北村が冒頭のテレビ局の人の怪我に対して看護師らしい適切な対応をするシーンが最後に結びついてくるのだが、こういうさりげない気づきや優しさも虫のような心持ちからくるのかもしれない。さりげない普通の脚本に見えるが、結構、奥が深い優しさを感じる回だった。

そして、北村は、井浦の話を聞いて、自分は至って普通だし、そんなに強くもないと感じて悩んだりもする。そう、ほとんどの人は、北村が自分で言うように「何もない系の人間」なのだ。だから、打ち明け話っていうのは本当は辛かったりする人間の方が多い。そういう意味で、ドラマや映画などみない人もいるのだろう。

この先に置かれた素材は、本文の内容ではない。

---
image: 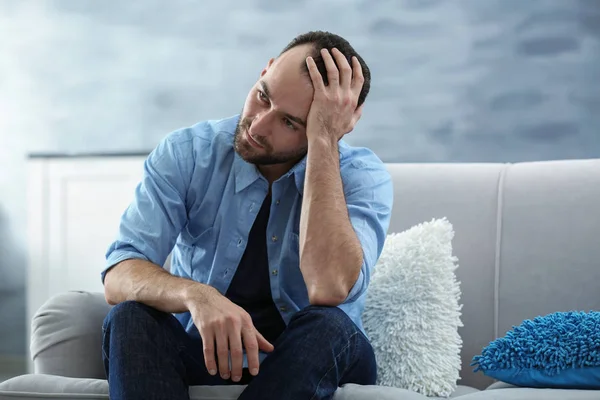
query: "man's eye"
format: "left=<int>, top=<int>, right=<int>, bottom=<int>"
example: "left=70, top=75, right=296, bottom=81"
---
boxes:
left=258, top=90, right=269, bottom=102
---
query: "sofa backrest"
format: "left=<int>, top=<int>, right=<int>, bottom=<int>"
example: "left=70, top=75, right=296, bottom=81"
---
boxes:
left=387, top=159, right=600, bottom=388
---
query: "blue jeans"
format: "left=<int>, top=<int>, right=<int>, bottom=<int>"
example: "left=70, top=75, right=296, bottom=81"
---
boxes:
left=102, top=301, right=377, bottom=400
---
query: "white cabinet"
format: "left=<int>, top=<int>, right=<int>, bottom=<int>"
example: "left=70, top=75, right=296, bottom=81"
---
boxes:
left=27, top=155, right=146, bottom=360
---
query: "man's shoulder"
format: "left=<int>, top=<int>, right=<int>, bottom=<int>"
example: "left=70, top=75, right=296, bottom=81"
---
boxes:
left=338, top=140, right=386, bottom=171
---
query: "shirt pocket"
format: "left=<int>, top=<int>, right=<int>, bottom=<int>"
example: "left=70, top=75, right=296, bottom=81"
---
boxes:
left=189, top=227, right=217, bottom=283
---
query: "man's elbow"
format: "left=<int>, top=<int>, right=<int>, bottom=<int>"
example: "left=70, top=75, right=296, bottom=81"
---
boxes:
left=308, top=287, right=350, bottom=307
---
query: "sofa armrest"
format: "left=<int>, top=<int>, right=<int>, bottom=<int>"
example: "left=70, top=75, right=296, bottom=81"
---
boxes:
left=30, top=292, right=111, bottom=379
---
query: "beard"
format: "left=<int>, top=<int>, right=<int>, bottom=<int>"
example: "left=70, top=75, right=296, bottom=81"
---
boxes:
left=233, top=110, right=308, bottom=166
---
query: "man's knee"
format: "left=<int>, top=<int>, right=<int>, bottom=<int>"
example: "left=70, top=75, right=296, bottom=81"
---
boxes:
left=104, top=301, right=158, bottom=330
left=292, top=305, right=358, bottom=337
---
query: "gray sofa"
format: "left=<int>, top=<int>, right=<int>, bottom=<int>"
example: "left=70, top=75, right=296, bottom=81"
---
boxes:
left=0, top=159, right=600, bottom=400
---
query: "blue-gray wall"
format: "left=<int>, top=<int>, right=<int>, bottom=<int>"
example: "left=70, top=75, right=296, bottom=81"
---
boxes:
left=0, top=0, right=600, bottom=360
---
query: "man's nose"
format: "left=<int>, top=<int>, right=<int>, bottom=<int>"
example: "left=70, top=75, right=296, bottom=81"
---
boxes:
left=250, top=111, right=273, bottom=136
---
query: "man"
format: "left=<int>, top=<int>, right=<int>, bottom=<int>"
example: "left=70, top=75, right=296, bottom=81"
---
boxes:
left=102, top=32, right=392, bottom=400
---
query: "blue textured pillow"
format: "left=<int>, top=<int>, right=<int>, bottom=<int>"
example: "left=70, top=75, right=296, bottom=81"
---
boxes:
left=471, top=311, right=600, bottom=389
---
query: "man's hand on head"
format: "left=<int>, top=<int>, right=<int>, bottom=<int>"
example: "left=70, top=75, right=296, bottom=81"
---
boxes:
left=306, top=48, right=364, bottom=145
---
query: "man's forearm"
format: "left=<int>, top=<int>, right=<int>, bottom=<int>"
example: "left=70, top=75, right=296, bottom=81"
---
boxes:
left=300, top=138, right=363, bottom=305
left=104, top=259, right=214, bottom=313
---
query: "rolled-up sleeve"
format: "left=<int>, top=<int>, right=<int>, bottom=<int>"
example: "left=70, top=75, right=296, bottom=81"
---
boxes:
left=101, top=130, right=193, bottom=282
left=342, top=161, right=394, bottom=303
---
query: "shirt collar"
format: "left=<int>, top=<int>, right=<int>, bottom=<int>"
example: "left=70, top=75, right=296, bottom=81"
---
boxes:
left=233, top=152, right=306, bottom=196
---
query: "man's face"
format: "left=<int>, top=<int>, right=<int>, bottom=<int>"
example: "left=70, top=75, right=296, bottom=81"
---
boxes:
left=234, top=45, right=314, bottom=168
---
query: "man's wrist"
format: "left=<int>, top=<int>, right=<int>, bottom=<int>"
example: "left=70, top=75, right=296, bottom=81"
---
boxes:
left=181, top=280, right=216, bottom=310
left=308, top=132, right=338, bottom=152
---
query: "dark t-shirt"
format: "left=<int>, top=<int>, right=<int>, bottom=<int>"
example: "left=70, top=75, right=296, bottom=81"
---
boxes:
left=226, top=194, right=285, bottom=344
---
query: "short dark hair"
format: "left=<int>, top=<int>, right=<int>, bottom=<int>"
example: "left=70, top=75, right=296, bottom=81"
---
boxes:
left=280, top=31, right=371, bottom=106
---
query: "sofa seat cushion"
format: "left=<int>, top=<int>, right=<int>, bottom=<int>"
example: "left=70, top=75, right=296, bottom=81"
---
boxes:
left=0, top=374, right=478, bottom=400
left=454, top=382, right=600, bottom=400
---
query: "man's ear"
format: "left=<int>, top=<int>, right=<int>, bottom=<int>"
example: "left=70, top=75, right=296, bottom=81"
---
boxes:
left=260, top=58, right=275, bottom=77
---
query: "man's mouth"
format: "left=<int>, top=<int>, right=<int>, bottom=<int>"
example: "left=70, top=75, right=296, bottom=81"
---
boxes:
left=246, top=129, right=264, bottom=149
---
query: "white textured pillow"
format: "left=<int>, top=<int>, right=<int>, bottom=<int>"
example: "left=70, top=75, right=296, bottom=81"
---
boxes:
left=363, top=218, right=462, bottom=397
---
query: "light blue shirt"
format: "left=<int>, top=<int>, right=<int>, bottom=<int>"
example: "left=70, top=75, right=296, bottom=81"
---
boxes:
left=102, top=111, right=393, bottom=344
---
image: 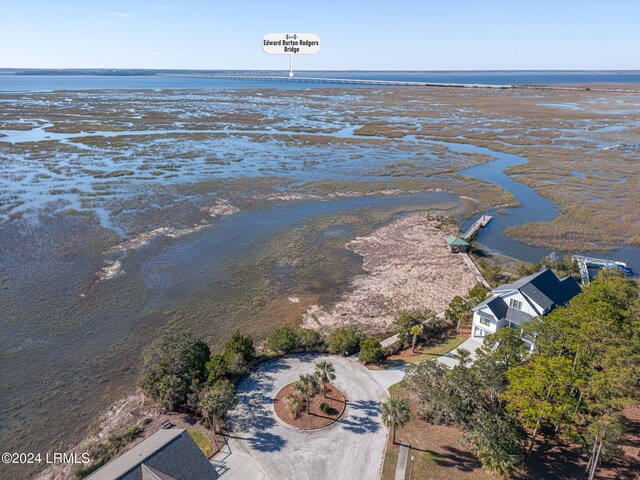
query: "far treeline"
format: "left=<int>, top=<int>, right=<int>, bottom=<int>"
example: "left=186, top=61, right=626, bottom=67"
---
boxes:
left=405, top=270, right=640, bottom=480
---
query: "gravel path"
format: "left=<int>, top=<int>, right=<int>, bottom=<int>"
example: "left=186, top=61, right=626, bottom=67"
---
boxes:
left=229, top=354, right=387, bottom=480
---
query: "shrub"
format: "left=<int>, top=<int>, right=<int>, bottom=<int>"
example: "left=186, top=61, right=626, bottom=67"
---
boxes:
left=327, top=325, right=362, bottom=356
left=139, top=332, right=210, bottom=410
left=360, top=337, right=384, bottom=364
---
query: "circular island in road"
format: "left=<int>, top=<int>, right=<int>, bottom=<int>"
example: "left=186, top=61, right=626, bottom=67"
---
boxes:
left=273, top=382, right=347, bottom=430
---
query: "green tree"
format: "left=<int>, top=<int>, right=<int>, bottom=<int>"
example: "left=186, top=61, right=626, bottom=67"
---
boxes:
left=503, top=356, right=576, bottom=457
left=467, top=284, right=487, bottom=307
left=284, top=394, right=302, bottom=418
left=394, top=310, right=434, bottom=344
left=327, top=325, right=362, bottom=356
left=359, top=337, right=384, bottom=364
left=293, top=373, right=318, bottom=414
left=200, top=379, right=236, bottom=450
left=409, top=324, right=424, bottom=353
left=315, top=360, right=336, bottom=398
left=404, top=362, right=453, bottom=424
left=444, top=295, right=470, bottom=332
left=381, top=397, right=411, bottom=444
left=473, top=328, right=528, bottom=404
left=139, top=332, right=210, bottom=410
left=223, top=330, right=256, bottom=365
left=466, top=411, right=524, bottom=477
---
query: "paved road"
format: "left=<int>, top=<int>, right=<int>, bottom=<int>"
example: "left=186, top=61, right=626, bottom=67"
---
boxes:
left=229, top=355, right=388, bottom=480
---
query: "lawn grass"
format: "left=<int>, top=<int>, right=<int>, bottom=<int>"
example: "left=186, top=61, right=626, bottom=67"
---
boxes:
left=187, top=428, right=213, bottom=458
left=380, top=442, right=398, bottom=480
left=367, top=335, right=469, bottom=370
left=382, top=382, right=491, bottom=480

このドラマはどちらかといえば、特にヒーローは出てこないのだが、そこの中でもこういうことが起きるということが人間社会なのだろう。人が集まれば優劣を考えたりする。どんな場所でも、結局は人は人にそんなに優しくないのかもしれない。

という答えが、最後に北村が村の放送で歌う「俺以外は死んじまえ」というパンクロックみたいなものなのだ。最近、ネットで「メタル」が身体にいいという記事があったが、こういう普通の人が、異次元に身を置いて、言いたいことを言えるなら、それは健康的なのかもしれない。村のいいところは、大音量で音楽を聴いたり歌ったりする場所もあるところかもしれないなと思いながら、ドラマは終わって行った。

まあ、それなりに面倒臭さもあるが、こういう村に住んでのんびりしたいと思う、春近い今日であります。